Lundy Bird Observatory Update - 24th - 27th September

Strong winds have prohibited any ringing this week. Despite the large westerly weather systems of late, Luke managed to uncover a Yellow-breasted Bunting between the pigsty and airfield associating with Meadow Pipits. This is a bird breeding in the far east, Siberia, and is the third record for Lundy after two in the 1980s. The large gap in records followed the species' catastrophic collapse in range and population due to massive over-harvesting (for food) in the wintering grounds, particularly in China. As a particularly exciting record, a small twitch assembled on the 26th, but unfortunately it hasn't reappeared for anyone other than Luke, the original finder.

Mega record of a first winter Yellow-breasted Bunting with a Meadow Pipit. © Luke Marriner

At least one Red-eyed Vireo has remained in Millcombe, along with one ringed Wryneck, both seen on the 26th. The Rose-coloured Starling appears to have left us now, with no sightings in the week since the 20th.
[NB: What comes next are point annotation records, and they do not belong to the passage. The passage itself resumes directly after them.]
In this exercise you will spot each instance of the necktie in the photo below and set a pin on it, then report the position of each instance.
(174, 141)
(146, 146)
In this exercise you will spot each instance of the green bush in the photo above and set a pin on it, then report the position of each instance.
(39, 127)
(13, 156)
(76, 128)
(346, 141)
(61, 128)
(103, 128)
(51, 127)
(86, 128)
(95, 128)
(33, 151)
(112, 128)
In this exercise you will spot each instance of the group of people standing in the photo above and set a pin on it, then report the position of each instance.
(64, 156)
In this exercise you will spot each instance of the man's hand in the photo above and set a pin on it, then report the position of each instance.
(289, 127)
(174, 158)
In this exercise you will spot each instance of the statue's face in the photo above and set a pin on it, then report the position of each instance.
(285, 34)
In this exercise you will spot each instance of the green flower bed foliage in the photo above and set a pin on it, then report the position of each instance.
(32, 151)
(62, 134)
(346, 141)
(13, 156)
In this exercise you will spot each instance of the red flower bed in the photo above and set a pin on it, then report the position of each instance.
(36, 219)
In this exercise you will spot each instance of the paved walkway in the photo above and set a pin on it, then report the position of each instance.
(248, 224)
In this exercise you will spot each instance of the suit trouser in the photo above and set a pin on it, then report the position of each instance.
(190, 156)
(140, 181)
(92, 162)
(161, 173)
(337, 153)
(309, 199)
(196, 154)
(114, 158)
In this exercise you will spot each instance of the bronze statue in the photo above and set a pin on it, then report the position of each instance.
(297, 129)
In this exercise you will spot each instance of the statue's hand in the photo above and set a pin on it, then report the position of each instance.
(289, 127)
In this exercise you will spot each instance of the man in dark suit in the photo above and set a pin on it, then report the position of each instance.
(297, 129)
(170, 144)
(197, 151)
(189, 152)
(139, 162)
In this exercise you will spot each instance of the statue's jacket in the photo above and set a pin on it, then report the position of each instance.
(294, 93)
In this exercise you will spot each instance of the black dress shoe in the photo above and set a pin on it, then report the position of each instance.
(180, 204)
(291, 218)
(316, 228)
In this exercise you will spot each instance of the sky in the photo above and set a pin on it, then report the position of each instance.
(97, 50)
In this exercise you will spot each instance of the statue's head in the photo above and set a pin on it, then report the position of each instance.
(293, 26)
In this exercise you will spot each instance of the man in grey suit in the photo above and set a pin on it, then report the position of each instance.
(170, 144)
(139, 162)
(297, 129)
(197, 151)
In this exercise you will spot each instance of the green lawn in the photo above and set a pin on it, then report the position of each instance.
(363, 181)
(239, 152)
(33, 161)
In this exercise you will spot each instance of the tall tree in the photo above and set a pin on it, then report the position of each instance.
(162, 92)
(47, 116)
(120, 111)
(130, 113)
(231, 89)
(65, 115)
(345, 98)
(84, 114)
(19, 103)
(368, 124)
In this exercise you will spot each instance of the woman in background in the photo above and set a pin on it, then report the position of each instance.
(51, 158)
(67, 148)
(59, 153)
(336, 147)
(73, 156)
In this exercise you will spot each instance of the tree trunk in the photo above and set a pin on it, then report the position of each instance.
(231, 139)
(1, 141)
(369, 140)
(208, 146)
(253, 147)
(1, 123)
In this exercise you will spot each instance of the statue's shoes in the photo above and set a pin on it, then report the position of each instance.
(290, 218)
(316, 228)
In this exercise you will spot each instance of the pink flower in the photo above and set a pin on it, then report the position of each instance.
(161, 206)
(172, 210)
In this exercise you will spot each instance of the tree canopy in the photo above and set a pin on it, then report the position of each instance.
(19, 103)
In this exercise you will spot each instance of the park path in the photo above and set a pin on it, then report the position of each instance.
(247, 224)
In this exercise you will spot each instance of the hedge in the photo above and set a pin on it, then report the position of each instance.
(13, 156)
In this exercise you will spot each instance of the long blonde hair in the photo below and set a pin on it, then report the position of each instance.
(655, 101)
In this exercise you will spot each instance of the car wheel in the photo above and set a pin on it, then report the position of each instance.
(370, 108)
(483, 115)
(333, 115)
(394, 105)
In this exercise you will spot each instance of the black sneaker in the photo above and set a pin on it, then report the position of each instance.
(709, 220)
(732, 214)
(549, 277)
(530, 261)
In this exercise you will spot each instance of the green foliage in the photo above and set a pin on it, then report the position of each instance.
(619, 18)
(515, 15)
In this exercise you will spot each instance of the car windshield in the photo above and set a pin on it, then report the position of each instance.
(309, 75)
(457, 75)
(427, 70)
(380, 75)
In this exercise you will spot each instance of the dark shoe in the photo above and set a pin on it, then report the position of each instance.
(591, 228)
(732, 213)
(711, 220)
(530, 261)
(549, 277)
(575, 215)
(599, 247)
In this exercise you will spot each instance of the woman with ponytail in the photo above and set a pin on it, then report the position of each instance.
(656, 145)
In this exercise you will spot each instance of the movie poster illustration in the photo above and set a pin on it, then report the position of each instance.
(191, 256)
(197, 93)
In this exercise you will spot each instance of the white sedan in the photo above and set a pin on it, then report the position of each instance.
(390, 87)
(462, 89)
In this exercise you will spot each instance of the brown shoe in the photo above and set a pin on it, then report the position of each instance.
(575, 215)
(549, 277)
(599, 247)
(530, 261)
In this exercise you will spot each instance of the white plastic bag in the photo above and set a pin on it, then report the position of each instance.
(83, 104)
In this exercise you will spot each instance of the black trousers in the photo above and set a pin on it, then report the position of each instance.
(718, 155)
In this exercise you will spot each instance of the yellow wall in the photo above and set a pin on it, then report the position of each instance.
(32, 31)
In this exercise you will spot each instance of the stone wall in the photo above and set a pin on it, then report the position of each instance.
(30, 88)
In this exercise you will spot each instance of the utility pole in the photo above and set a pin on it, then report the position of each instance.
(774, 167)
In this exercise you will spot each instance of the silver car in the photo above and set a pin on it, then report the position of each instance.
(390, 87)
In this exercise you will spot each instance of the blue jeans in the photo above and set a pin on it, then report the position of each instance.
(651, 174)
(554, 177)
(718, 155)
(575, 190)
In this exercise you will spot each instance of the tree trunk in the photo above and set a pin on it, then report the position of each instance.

Ringed Red-eyed Vireo in Smelly Gully. © Angus Croudace 

At least two Water Rail are still heard calling daily in Millcombe, with an individual heard up near Quarters as well on the 26th. A single Ringed Plover which appears to have been around most of the month was again picked up calling over the east/Millcombe. A Turnstone was seen from the Landing Bay on the 26th. Two Grey Heron are still present.

A seawatch from the castle in the very windy Storm Agnes on the 27th produced around 80 each of Great Black-backed Gull and Gannet heading south down the east coast and then turning into the wind at the castle, as well as two Cormorant, a single Manx Shearwater and most excitingly a single Balearic Shearwater which is the first of the year for Lundy. Lesser Black-backed Gull have started to be picked up a little more this week, with four on the 24th, and 17 on the 26th. 

A female Sparrowhawk is still seen regularly between Old Light and the village, as well as along the east coast. At least two Kestrel and three Peregrine are also still seen regularly.

Skylark started moving through in nice numbers at the end of last week with a peak of 56 on the 22nd. We are still recording about 20 birds south of Quarter Wall each day this week, although these are mostly birds that are sticking around the airfield and SW field - they haven't moved on yet, possibly remaining local until favourable weather presents itself again for them to move on. Meadow Pipit counts have been a couple of hundred each day with large flocks around the airfield.

The small hirundine trickle continues, and we are still surprised not to have had a big day of passage yet, especially seeing as not too far away on the mainland there have been some large movements recorded. The 26th saw our highest totals since the 22nd, with 120 Swallow, 7 Sand Martin and 11 House Martin.

Millcombe has been much quieter since the Blackcap fall last week, with 15 Blackcaps left on the 24th and just two on the 27th. One Chiffchaff has remained in the lower garden, and counts of Goldcrest south of Quarter wall have been around a dozen each day. One Ring Ouzel was picked up on the 24th and 25th. A Spotted Flycatcher has been present since the 25th, with another on the terrace on the 26th. About twelve Crossbills were reported flying low over Millcombe on the 26th. Above Millcombe a Whinchat and Yellow Wagtail remain in Barton's Field, and one Grey Wagtail also flew overhead on the 26th.